What should you invest in after the new monetary regime?
PPI detailed the assets that will benefit in the short and medium term:
- Hard dollar sovereign debt: In the short term, uncertain, but in the medium and long term, very positive (but with some caveats). For PPI, the end of exchange controls and the accumulation of reserves in a sustainable manner over time can help reduce country risk.
- Sovereign debt in pesos – fixed rate –: the reduction of the gap and the expectation of softening exchange rate volatility in the short term could be positive for these instruments. In this sense, they recommend bills from September onwards in light of rumors of rate hikes in the shorter terms.
- Equity: Although it is uncertain in the short term, in the long term it could be very positive. “In the short term, the announced measure could harm equity if the reading is based on the fact that there will be a lower accumulation of reserves and that affects country risk. The additional risk premium would impact the discount rates applicable to Argentina, and therefore, the current value of the future flows of the companies,” the consultancy firm maintains.
In turn, it confirms that, in the medium/long term, the measure should help contain inflationary pressures and cooperate to achieve the end of the currency controls. “Both conditions would be extremely beneficial for Argentine companies. The first would allow companies to mark their products without falling into overpricing that affects demand. The second would provide a framework of certainty within which to operate, unhindering access to inputs needed to boost production. In turn, if the potential appreciation resulting from the measure were to trigger a greater feeling of wealth, this should flow into aggregate demand, feeding back into a recovery in activity,” he concluded.
For its part, Juan Pedro Mazza Sr.
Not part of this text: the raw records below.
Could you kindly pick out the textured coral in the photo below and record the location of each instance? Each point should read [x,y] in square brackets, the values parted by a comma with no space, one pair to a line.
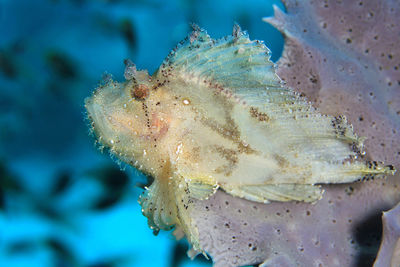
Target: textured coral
[389,253]
[344,58]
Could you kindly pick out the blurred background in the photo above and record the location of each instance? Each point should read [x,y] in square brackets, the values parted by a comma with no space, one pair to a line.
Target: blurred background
[62,201]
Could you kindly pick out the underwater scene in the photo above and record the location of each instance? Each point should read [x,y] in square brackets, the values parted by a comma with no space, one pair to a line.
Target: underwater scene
[184,133]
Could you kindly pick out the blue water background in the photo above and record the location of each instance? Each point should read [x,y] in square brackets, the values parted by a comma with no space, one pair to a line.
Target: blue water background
[62,201]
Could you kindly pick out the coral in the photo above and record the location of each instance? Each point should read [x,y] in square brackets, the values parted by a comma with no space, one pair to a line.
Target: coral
[389,253]
[345,59]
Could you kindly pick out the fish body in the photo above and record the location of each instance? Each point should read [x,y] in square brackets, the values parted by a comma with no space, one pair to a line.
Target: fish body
[215,115]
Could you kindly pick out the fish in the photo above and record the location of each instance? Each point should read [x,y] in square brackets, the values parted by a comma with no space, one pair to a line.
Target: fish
[216,116]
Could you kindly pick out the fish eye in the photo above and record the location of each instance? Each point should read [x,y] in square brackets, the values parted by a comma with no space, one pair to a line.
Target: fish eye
[140,92]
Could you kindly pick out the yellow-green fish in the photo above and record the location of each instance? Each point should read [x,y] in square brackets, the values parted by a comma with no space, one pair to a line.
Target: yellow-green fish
[215,115]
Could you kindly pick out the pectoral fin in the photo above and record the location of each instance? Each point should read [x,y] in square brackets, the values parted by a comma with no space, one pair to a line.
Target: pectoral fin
[280,192]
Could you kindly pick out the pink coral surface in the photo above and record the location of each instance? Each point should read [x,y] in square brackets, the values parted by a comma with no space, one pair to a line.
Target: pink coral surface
[345,58]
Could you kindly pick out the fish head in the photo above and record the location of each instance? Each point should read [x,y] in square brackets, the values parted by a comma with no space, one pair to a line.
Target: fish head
[122,117]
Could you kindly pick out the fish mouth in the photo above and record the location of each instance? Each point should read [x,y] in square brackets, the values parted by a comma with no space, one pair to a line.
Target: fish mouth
[97,119]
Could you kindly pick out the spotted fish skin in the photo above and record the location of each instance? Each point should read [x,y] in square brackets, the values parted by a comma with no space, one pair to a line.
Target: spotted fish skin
[215,115]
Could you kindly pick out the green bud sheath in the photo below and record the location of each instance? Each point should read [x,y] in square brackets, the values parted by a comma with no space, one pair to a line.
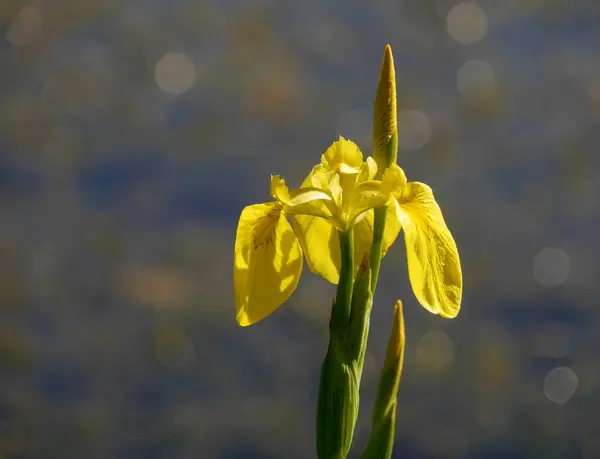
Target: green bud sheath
[341,372]
[385,147]
[381,441]
[385,125]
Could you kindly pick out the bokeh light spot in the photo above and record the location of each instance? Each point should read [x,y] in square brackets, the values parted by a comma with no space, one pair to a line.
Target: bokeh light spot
[560,385]
[551,267]
[414,129]
[26,27]
[467,23]
[435,350]
[175,73]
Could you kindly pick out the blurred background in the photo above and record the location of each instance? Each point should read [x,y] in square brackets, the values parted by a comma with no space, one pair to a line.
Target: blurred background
[132,134]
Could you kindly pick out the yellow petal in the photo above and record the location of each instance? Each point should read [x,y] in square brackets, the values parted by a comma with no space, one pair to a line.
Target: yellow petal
[363,233]
[433,262]
[321,245]
[267,263]
[343,156]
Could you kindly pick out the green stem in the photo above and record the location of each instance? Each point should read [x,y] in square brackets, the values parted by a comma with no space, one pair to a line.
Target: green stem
[337,406]
[343,299]
[377,246]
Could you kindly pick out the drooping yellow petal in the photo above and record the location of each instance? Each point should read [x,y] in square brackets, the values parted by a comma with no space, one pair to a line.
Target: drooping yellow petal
[363,233]
[433,261]
[304,200]
[267,262]
[343,156]
[321,245]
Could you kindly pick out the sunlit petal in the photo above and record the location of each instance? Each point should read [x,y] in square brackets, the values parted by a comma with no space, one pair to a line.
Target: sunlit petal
[343,153]
[320,242]
[393,179]
[363,233]
[267,262]
[433,261]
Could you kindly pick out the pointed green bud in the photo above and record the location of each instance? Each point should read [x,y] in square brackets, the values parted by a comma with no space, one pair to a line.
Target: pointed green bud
[381,441]
[385,125]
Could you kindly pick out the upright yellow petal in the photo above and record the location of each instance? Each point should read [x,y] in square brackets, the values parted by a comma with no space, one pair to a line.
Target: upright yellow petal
[267,263]
[344,156]
[433,262]
[321,245]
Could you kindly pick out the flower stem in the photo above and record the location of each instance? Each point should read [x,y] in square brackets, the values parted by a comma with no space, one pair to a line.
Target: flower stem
[343,297]
[377,246]
[337,406]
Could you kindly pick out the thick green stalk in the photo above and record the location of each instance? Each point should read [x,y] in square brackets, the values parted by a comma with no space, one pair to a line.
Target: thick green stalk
[377,246]
[343,298]
[381,441]
[337,407]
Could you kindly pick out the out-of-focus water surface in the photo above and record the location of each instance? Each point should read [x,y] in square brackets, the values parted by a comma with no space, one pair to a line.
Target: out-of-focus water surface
[133,133]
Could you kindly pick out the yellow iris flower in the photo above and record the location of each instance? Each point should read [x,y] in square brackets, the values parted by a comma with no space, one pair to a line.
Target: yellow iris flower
[339,194]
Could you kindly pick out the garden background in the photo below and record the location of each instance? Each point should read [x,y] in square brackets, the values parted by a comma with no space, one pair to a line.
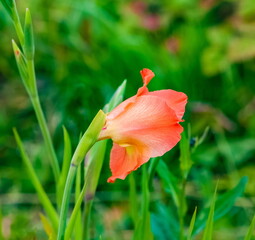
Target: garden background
[84,51]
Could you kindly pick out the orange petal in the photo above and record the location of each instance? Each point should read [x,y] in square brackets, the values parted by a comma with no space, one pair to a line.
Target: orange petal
[123,160]
[175,100]
[148,121]
[147,75]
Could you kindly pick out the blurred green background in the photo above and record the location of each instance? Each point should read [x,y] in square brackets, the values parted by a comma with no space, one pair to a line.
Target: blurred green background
[85,49]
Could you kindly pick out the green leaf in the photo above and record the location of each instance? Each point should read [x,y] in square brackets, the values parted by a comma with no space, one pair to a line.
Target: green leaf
[209,223]
[95,159]
[48,207]
[170,182]
[250,230]
[223,205]
[185,159]
[47,227]
[133,206]
[192,223]
[65,167]
[164,223]
[22,66]
[117,97]
[7,6]
[78,222]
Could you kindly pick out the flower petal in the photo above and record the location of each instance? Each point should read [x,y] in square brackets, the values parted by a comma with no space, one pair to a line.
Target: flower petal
[175,100]
[123,160]
[147,75]
[148,121]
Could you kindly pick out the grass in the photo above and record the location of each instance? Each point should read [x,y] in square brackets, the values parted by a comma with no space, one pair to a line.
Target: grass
[84,51]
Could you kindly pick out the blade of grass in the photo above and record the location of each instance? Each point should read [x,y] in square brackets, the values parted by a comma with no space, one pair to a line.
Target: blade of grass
[143,229]
[48,207]
[192,223]
[223,205]
[93,165]
[78,222]
[209,223]
[66,163]
[91,178]
[133,207]
[47,227]
[88,139]
[250,230]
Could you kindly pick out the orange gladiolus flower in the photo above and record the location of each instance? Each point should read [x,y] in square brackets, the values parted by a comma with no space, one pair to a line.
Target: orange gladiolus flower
[144,126]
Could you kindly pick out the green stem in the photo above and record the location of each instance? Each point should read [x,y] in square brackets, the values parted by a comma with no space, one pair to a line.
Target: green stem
[87,141]
[65,201]
[17,24]
[182,208]
[87,213]
[46,135]
[41,119]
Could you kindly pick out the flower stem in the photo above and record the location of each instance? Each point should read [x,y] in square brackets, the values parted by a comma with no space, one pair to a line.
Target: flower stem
[65,201]
[182,208]
[88,139]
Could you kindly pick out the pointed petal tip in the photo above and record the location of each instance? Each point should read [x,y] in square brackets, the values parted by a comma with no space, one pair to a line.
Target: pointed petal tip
[111,179]
[147,75]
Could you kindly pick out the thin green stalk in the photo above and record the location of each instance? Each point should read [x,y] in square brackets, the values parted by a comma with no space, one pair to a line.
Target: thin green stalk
[133,206]
[87,214]
[17,24]
[65,201]
[182,208]
[87,141]
[46,135]
[78,222]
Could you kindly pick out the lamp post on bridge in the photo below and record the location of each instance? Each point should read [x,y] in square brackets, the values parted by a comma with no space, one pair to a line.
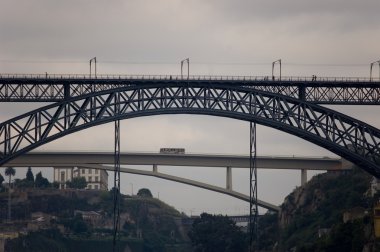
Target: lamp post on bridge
[273,63]
[132,188]
[93,59]
[370,70]
[188,67]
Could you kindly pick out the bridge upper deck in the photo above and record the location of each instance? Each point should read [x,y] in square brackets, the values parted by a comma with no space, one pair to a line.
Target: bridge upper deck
[321,90]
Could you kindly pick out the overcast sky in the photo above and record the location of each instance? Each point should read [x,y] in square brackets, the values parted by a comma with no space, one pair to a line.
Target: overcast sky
[326,38]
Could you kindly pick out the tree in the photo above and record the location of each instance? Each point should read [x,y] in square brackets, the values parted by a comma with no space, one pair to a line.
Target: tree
[77,183]
[144,192]
[214,233]
[10,171]
[41,182]
[29,175]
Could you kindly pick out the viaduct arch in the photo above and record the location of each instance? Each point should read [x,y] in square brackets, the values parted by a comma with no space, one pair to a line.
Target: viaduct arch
[347,137]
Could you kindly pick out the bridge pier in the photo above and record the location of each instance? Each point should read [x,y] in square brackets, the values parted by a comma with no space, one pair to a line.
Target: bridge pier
[303,177]
[229,178]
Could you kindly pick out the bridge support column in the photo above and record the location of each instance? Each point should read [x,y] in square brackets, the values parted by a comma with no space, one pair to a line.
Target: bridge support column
[303,177]
[229,178]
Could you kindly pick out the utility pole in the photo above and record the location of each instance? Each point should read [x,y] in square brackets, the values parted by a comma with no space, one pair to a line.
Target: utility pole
[187,60]
[91,60]
[370,70]
[273,63]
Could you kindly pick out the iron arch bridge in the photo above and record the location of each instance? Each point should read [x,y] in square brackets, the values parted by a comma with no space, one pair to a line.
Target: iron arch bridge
[349,138]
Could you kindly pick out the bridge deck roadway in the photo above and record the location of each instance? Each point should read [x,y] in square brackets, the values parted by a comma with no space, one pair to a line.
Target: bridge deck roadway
[322,90]
[99,160]
[56,159]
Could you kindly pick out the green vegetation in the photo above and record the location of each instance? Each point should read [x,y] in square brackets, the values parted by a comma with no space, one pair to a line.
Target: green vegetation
[217,233]
[147,224]
[53,240]
[320,204]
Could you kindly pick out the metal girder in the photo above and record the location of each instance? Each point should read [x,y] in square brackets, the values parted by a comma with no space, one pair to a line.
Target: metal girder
[55,88]
[349,138]
[253,210]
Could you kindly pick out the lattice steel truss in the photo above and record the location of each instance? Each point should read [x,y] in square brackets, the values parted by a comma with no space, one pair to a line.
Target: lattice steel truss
[54,88]
[116,188]
[349,138]
[253,209]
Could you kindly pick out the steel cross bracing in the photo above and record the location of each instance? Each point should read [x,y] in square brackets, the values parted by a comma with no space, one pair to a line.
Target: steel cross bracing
[253,210]
[54,88]
[349,138]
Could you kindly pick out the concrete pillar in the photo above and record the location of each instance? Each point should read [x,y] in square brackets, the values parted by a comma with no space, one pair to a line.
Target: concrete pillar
[229,178]
[303,177]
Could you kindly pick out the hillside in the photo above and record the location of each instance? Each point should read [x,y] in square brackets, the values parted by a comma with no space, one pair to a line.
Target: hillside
[311,217]
[62,219]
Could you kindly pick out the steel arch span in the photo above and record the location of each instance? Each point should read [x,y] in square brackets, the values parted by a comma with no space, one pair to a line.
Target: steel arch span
[349,138]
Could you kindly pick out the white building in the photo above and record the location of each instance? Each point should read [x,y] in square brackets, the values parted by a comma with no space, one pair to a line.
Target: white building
[95,178]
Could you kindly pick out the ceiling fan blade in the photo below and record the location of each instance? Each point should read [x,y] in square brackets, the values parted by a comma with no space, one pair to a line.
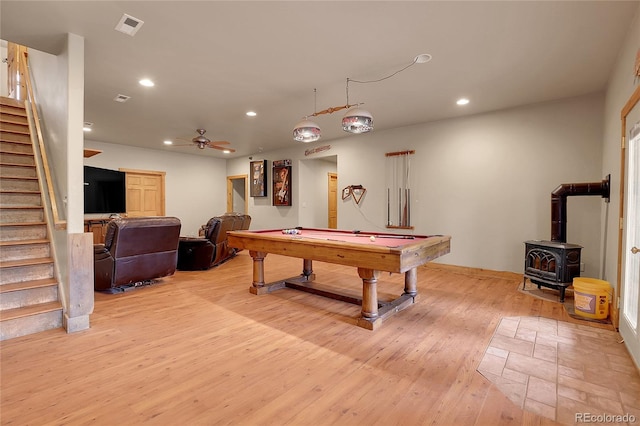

Fixed Income Strategist at Cohen He recommended that the change that should be made in portfolios is to diversify between coverage, dollar linked (6 to 12 months), lecaps and fixed rate “due to the volatility of the economic scenario.”
“Our recommendation is Taking profits from dollar bondsespecially those of the Central Bank and rotate them either to instruments in pesos, which continue to have good prospects. Our reading is that the announcements of this new intervention scheme in the CCL is transitory, in some way preparing the ground for a unification. In view of this, the debt in pesos will regain ground against the CCL. A more conservative alternative is to go directly to corporate bonds in dollars or Cedears, which remove all sovereign risk.”